To recap, the change in temperature of the brakes can be expressed as: $$\Delta T=\frac{\Delta\text{KE}+(\text{force of 2 idling engines}\times\text{distance of braking event})}{\text{mass of wheel brakes}\times \text{specific heat of steel}}$$
Riding
Because riding the brakes is performed at a constant velocity, the change in kinetic energy is 0. The distance of the braking event is the distance of the taxi (excluding the beginning and end of taxi). $$\Delta T_\text{riding}=\frac{F_\text{engines}\cdot d_\text{taxi}}{m_\text{brakes}\cdot C}$$
Snubbing
For snubbing the change in kinetic energy is the change from our maximum taxi speed back down to our minimum taxi speed plus the force of engines over the braking event.

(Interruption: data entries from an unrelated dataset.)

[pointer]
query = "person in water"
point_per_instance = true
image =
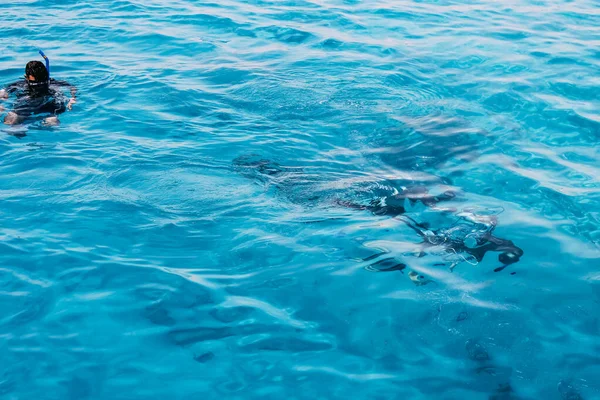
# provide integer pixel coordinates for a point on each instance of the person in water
(37, 95)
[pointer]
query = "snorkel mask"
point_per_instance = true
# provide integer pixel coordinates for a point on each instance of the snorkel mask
(36, 84)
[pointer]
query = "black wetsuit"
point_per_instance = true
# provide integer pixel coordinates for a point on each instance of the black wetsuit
(47, 99)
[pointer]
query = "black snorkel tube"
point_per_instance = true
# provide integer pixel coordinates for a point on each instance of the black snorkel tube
(47, 63)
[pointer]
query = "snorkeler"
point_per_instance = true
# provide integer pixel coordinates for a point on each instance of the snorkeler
(37, 95)
(472, 235)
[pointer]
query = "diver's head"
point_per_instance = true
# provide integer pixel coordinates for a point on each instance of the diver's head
(36, 75)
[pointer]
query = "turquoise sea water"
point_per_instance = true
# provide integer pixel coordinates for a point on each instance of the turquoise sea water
(185, 232)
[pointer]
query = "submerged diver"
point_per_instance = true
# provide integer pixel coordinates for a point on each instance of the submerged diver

The technique advises cycling between 30kts and 10kts, but I will leave the speeds as variables. $$\Delta T_\text{snubbing}=\frac{\frac{m_\text{aircraft}}{2}(v_\text{max}^2-v_\text{min}^2)+(F_\text{engines}\cdot d_\text{brake application})}{m_\text{brakes}\cdot C}$$
Comparison
Lets determine how much distance one of these cycles takes. The total distance will be distance for acceleration from the minimum speed to maximum speed, plus the distance for the braking event: $$d_\text{total}=d_\text{accel}+d_\text{brake application}$$
From \(F=m\cdot a\): $$a = \frac{F_\text{engines}}{m_\text{aircraft}}$$
Creating a function of velocity versus time with the aircraft starting at minimum taxi speed at time=0: $$v = \frac{F_\text{engines}}{m_\text{aircraft}}\cdot t + v_\text{min}$$
We will skip the integral math today, the distance traveled during acceleration is expressed as: $$d_{accel} = \frac{1}{2}\frac{F_\text{engines}}{m_\text{aircraft}}\cdot t_\text{max speed}^2 + v_\text{min} \cdot t_\text{max speed}$$
The amount of time it takes to reach maximum taxi speed: $$v_\text{max} = \frac{F_\text{engines}}{m_\text{aircraft}}\cdot t_\text{max speed} + v_\text{min}$$ $$t_\text{max speed}=(v_\text{max}-v_\text{min}) \frac{m_\text{aircraft}}{F_\text{engines}}$$
Putting it together to determine the distance: $$d_\text{accel} = \frac{1}{2}\frac{F_\text{engines}}{m_\text{aircraft}}\cdot \left((v_\text{max}-v_\text{min}) \frac{m_\text{aircraft}}{F_\text{engines}}\right)^2 + v_\text{min} \cdot \left((v_\text{max}-v_\text{min}) \frac{m_\text{aircraft}}{F_\text{engines}}\right)$$ which simplifies to: $$d_\text{accel}=\frac{m_\text{aircraft}}{2f_\text{eng}}(v_\text{max}^2-v_\text{min}^2)$$
Going back to our equation for riding the brakes, lets look at riding the brakes for the distance of one cycle of snubbing: $$\Delta T_\text{riding}=\frac{F_\text{engines}\cdot (d_\text{accel}+d_\text{brake application})}{m_\text{brakes}\cdot C}$$ $$=\frac{F_\text{engines}\cdot d_\text{accel}+F_\text{engines}\cdot d_\text{brake application}}{m_\text{brakes}\cdot C}$$ $$=\frac{F_\text{engines} \left(\frac{m_\text{aircraft}}{2f_\text{eng}}(v_\text{max}^2-v_\text{min}^2)\right) +F_\text{engines}\cdot d_\text{brake application}}{m_\text{brakes}\cdot C}$$ $$=\frac{\frac{m_\text{aircraft}}{2}(v_\text{max}^2-v_\text{min}^2) +F_\text{engines}\cdot d_\text{brake application}}{m_\text{brakes}\cdot C}$$ And this equation is exactly the same as our \( \Delta T_\text{snubbing} \) equation.
I did this in generic variables so it doesn't matter if my estimates of brake mass or idle thrust output are correct. What matters is the mathematical relationship of the variables involved, and it appears the brake riding and snubbing techniques incure identical penalties on brake temperature.